Bessard played down the impasse in the customs fraud talks, saying it was normal for two sides to adopt different positions at the start of a negotiating process.
"It's irrelevant to prognosticate too much," said Bessard. "This (the exchange of fiscal information) will be one of the great subjects of the negotiations. We are still trying to determine where the boundary is - where we should start to give assistance, and where we should not."
"We are ready to find an equitable solution. We hope the EU will play the game," he added.
In its first reaction to the Swiss government's announcement, the European Commission repeated its warning that without concessions on customs fraud, there would be no progress on Swiss admission to the Schengen and Dublin accords. Schengen is also likely to be used as a carrot in negotiations on the taxation of savings - another area that threatens banking secrecy.
Welcoming the fact that the mandates had been adopted, especially the one for taxation of savings, the commission nonetheless said it would reserve judgement until it had seen precise details. That will happen next Monday, when the heads of the two negotiating teams - Michael Ambühl and Percy Westerlund - meet in Bern.
"We expect certain terms in the mandate (on fraud) to be modified.
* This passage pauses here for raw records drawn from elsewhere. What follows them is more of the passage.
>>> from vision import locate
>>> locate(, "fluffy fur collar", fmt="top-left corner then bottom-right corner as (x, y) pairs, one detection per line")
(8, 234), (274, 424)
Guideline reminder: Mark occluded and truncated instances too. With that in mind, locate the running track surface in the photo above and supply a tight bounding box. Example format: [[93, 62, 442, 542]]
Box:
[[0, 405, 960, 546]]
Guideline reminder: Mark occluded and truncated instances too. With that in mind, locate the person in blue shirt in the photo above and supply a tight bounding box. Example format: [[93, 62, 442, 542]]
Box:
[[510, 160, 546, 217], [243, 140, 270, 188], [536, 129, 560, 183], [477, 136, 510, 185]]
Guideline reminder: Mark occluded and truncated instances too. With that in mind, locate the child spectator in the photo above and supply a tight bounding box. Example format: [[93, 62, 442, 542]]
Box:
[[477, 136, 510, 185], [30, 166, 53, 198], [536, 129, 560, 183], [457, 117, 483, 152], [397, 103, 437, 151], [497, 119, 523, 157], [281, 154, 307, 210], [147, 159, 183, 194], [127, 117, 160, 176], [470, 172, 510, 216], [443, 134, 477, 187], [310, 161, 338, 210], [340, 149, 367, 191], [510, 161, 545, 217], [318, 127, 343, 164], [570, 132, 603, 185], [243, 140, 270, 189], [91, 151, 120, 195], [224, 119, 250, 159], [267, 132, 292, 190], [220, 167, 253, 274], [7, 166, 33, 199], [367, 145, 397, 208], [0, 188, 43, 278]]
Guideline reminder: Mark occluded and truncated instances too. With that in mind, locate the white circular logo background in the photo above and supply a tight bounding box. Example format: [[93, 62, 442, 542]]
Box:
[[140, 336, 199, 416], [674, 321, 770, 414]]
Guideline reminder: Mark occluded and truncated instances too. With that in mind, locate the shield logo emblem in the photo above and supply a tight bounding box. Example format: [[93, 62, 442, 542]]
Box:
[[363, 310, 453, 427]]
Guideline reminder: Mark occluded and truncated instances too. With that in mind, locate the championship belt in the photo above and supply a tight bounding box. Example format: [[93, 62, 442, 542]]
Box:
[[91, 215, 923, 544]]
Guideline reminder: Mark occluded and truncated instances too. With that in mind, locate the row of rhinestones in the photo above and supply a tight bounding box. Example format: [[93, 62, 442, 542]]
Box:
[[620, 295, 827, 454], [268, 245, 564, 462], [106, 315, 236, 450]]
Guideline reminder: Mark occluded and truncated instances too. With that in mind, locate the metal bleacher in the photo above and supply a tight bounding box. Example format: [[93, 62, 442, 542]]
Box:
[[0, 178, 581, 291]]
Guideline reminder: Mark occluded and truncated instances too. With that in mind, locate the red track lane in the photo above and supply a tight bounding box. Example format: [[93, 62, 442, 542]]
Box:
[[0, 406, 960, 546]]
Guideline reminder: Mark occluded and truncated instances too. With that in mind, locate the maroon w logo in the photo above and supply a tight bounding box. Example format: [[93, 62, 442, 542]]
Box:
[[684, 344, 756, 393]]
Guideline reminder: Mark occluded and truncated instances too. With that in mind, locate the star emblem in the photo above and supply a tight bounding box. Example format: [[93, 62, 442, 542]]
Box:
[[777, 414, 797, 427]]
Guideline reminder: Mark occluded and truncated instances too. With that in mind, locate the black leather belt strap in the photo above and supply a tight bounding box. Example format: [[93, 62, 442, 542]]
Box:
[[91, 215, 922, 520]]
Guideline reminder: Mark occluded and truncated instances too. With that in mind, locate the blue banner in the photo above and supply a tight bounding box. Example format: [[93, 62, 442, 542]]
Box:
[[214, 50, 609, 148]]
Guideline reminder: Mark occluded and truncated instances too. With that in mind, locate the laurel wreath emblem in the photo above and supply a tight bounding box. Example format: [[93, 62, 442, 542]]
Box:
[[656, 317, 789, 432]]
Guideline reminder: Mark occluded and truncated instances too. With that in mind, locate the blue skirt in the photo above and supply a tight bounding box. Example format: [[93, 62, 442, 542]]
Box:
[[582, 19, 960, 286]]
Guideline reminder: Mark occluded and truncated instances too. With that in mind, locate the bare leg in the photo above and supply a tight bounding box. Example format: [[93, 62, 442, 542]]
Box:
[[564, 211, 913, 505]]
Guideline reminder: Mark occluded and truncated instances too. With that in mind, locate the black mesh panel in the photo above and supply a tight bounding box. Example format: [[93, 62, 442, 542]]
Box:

It is good to have the mandates, but what counts is their exact content," the commission said.
Unblocking the impasse on customs fraud, then, is the key to progress in the other dossiers, and there are known to have been divisions within the cabinet as to which strategy to adopt. The economics minister, Pascal Couchepin, and foreign minister, Joseph Deiss, favour a more flexible approach, while the finance minister and current president, Kaspar Villiger, is opposed to giving any ground.
Analysts have been portraying the dilemma facing the government as a clear choice between maintaining banking secrecy and closer integration with Europe.
Ministers are adamant, however, that banking secrecy is not up for discussion. They feel the problem could be tackled just as effectively with a better taxation regime within the EU.
The government has to bear in mind that any concessions it makes must meet with the approval of parliament and the people - and the Swiss people overwhelmingly support confidentiality in their financial affairs.
Before it could give the green light for negotiations to start, the government had to await parliament's approval. When it came, it was on the condition that Switzerland should not be forced into a "process of systematic notification of fiscal information", which is one of the EU's principal aims within the taxation of savings dossier.
Other potential stumbling blocks exist. In the negotiations on the Dublin and Schengen accords, Switzerland will push for the cantons to continue to take precedence in policing matters, while on the liberalisation of services, the Swiss will insist that World Trade Organisation rules should take priority.
In addition to the four financial issues, the areas covered by Bilaterals II include: the environment, processed agricultural products, statistics - on which negotiations are already under way - education and training, media and the double taxation of pensions.
The EU wants talks to advance rapidly on customs fraud and taxation of savings. The Swiss want all 10 dossiers to be treated in parallel.